Por fortuna para Anderson, sí se comprobó que estaba hospitalizado a la hora de los hechos.
Y los que sí se condenaron, sin dudas de por medio, fueron Garcia, Austin y Marcellous Drummer, el tercer participante, a quien un exhaustivo análisis de ADN y de todos sus movimientos de ese día, también mostró como culpable. A Garcia, su abogado defensor quiso aplicar lo mismo, de que se trataba de un contagio de ADN, pero una minuciosa investigación de las llamadas que hizo en su teléfono celular y sus ubicaciones, cerca de la casa del asesinado, consideraron irrefutable su condena a 37 años, en tanto que sus cómplices fueron sentenciados a cadena perpetua. Fritz, gracias a su confesión de que había ayudado a su hermano menor (¡vaya consentidito!), sólo estuvo cuatro años en la cárcel.
Anderson se pasó medio año en prisión, en lo que se demostraba su inocencia. Tuvo suerte, en realidad, pues se especula que muchos inocentes han ido a parar a la cárcel o, peor, han sido ejecutados con crímenes que no cometieron.
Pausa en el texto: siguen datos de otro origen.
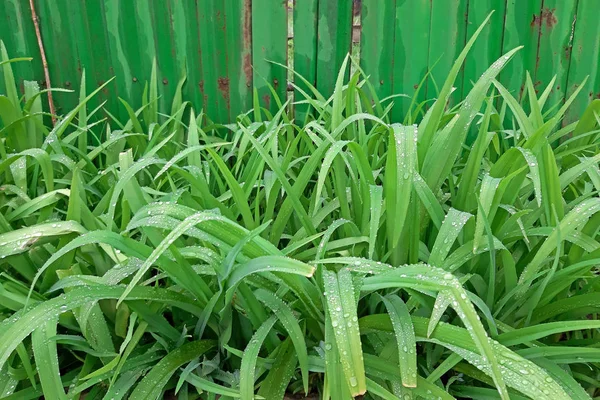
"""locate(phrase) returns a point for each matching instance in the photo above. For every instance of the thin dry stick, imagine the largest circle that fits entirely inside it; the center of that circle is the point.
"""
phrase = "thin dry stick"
(44, 62)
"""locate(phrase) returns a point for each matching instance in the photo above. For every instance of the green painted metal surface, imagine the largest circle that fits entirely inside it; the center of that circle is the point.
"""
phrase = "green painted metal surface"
(224, 48)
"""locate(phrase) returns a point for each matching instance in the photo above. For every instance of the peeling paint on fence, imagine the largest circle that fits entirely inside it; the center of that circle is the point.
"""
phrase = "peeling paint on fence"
(226, 48)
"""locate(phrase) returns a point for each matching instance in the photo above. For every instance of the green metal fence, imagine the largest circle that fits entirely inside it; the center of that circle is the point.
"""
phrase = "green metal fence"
(222, 46)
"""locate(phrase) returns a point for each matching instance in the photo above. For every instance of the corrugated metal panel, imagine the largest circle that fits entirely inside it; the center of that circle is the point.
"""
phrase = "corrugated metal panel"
(221, 46)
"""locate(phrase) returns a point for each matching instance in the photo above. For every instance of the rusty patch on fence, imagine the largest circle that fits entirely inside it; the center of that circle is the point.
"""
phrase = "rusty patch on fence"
(247, 37)
(247, 66)
(547, 16)
(223, 85)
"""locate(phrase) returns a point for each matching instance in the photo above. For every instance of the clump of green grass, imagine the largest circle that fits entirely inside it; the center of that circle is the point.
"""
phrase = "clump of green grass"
(339, 256)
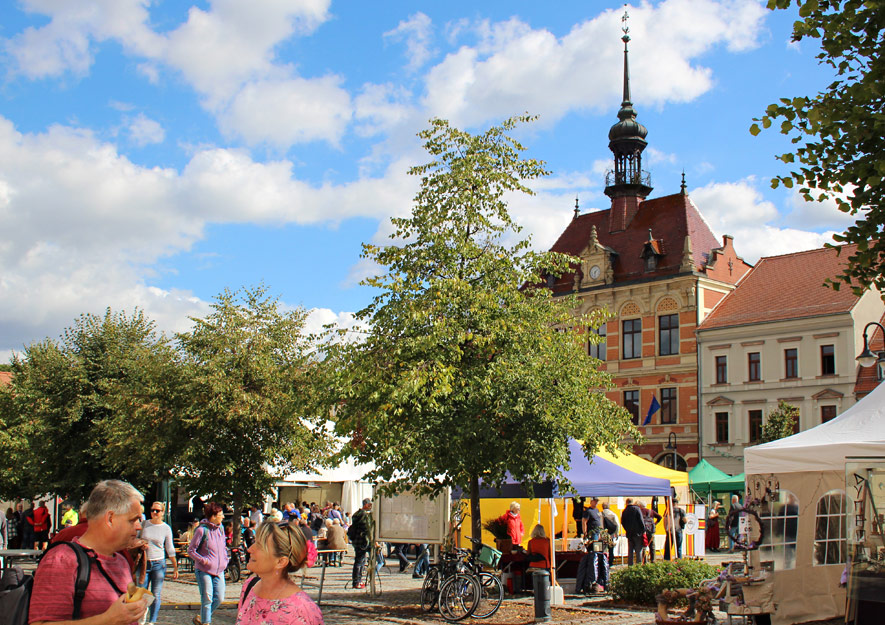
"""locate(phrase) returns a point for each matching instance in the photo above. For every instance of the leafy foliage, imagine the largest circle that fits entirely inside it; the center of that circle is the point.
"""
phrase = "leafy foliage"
(780, 422)
(95, 404)
(465, 370)
(640, 584)
(840, 132)
(246, 366)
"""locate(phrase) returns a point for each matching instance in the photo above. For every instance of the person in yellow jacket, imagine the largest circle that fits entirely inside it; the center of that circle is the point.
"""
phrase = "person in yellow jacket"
(70, 518)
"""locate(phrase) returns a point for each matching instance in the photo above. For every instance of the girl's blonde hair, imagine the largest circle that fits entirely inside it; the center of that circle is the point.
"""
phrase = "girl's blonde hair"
(284, 541)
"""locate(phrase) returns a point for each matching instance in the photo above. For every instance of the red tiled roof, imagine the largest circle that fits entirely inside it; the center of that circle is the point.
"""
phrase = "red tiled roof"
(670, 219)
(785, 287)
(867, 378)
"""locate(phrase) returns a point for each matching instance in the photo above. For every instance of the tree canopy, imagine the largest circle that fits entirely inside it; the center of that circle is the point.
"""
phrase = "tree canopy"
(246, 365)
(466, 369)
(840, 132)
(780, 422)
(69, 414)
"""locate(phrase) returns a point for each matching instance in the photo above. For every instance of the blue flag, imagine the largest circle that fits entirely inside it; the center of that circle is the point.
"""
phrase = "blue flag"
(653, 408)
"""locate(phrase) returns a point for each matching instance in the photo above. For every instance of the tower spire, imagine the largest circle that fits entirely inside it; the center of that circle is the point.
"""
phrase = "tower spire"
(628, 184)
(626, 38)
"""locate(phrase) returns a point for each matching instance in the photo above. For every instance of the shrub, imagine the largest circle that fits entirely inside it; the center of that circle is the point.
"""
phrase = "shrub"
(642, 582)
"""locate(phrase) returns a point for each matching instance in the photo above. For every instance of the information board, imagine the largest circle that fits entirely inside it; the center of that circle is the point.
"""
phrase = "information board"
(408, 518)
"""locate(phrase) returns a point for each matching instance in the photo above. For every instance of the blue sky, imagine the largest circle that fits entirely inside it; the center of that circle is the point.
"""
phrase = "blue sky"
(154, 153)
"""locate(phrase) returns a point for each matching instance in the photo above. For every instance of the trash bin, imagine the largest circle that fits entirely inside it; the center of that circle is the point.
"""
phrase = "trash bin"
(541, 583)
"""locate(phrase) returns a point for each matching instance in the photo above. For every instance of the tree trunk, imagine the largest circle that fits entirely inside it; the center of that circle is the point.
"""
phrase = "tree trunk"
(475, 518)
(238, 505)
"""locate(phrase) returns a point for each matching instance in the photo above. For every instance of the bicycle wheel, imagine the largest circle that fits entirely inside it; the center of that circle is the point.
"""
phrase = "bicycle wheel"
(491, 595)
(459, 597)
(430, 590)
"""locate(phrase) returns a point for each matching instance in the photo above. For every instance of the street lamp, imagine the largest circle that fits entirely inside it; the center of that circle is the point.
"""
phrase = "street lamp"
(671, 444)
(868, 358)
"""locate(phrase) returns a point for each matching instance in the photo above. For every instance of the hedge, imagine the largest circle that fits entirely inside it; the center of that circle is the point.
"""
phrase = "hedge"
(640, 583)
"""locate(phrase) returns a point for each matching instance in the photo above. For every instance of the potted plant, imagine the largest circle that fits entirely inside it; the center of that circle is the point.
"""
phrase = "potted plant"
(498, 528)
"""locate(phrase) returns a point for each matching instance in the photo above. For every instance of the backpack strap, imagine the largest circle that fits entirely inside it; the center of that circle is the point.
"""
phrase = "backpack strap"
(249, 585)
(81, 579)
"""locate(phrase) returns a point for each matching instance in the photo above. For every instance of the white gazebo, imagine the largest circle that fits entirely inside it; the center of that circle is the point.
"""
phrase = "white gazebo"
(811, 466)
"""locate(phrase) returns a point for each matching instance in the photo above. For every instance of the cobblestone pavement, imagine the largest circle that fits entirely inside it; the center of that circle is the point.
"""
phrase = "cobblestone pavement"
(394, 604)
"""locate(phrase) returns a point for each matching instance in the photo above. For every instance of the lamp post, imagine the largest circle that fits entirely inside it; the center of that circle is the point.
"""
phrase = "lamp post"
(868, 358)
(671, 444)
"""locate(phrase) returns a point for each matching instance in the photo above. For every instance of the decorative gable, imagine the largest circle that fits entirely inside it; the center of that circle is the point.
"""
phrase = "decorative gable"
(721, 400)
(597, 263)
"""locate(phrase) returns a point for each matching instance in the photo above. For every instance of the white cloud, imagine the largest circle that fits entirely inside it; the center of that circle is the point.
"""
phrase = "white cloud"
(737, 208)
(145, 131)
(83, 225)
(514, 67)
(282, 113)
(418, 35)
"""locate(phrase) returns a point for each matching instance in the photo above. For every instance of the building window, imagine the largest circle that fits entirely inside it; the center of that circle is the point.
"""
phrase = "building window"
(829, 529)
(754, 367)
(631, 403)
(721, 370)
(668, 334)
(755, 425)
(598, 350)
(827, 360)
(791, 363)
(721, 427)
(668, 405)
(632, 337)
(781, 521)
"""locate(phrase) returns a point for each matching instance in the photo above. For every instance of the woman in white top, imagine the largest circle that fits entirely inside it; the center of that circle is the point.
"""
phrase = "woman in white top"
(159, 546)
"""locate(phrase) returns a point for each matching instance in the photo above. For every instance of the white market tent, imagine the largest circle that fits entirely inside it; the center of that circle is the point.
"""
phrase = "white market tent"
(859, 431)
(809, 465)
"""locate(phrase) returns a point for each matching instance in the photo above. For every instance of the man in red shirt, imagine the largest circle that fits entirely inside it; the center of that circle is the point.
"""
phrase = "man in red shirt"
(114, 521)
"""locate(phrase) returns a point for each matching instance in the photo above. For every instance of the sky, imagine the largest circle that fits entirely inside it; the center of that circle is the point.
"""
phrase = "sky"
(154, 153)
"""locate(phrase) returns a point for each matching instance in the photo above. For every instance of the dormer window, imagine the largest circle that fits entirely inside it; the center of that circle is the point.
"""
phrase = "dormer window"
(652, 251)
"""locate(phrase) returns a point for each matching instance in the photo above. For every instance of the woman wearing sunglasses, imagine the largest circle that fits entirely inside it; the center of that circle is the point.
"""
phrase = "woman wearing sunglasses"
(208, 550)
(270, 597)
(159, 546)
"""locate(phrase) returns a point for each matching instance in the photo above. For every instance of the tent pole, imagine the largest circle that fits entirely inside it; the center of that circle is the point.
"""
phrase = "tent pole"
(552, 545)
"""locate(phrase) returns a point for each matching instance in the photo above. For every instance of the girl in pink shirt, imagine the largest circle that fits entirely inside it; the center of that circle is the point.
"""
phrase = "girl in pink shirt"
(271, 597)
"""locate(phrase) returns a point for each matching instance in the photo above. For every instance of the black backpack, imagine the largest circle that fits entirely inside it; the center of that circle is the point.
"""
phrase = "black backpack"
(16, 586)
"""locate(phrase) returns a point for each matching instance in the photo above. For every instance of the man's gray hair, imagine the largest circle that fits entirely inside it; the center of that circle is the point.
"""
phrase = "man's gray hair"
(112, 496)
Lo peor de todo es que el inestable mental Trump desea que haya un “banco de ADN”, sobre todo de latinos y afroestadounidenses, a los que, absurdamente, dado el llamado “perfil racial”, son a los que se considera los más culpables de crímenes de cualquier índole. De hecho, en Los Ángeles, se ha instaurado un absurdo método computacional para “predecir” en donde habrá crímenes, llamado PREDPOL (predicting policing), en donde, una de las variables, es el tipo de barrio del que se trata, siendo aquéllos en donde predominan migrantes, latinos y afroestadounidenses, los más proclives a la criminalidad, según sus sesgadas premisas.
En cambio, los estudios enfocados a mejorar la técnica forense del ADN, para que no se confunda a inocentes con culpables, como le sucedió a Anderson, al menos en Estados Unidos, tienen muy poca importancia y casi no se les otorga presupuesto.
Vaya si estarán perdidos todos los que no sean blancos en Estados Unidos, pues si a su raza, se aúna su archivo forzoso de ADN, serán los primeros que se culpen de un crimen, si por muy mala suerte su huella genética es hallada en un robo o en una balacera, por eso de que nuestras fugaces células epiteliales muertas, nuestro sudor o nuestra saliva, se desparraman por todas partes.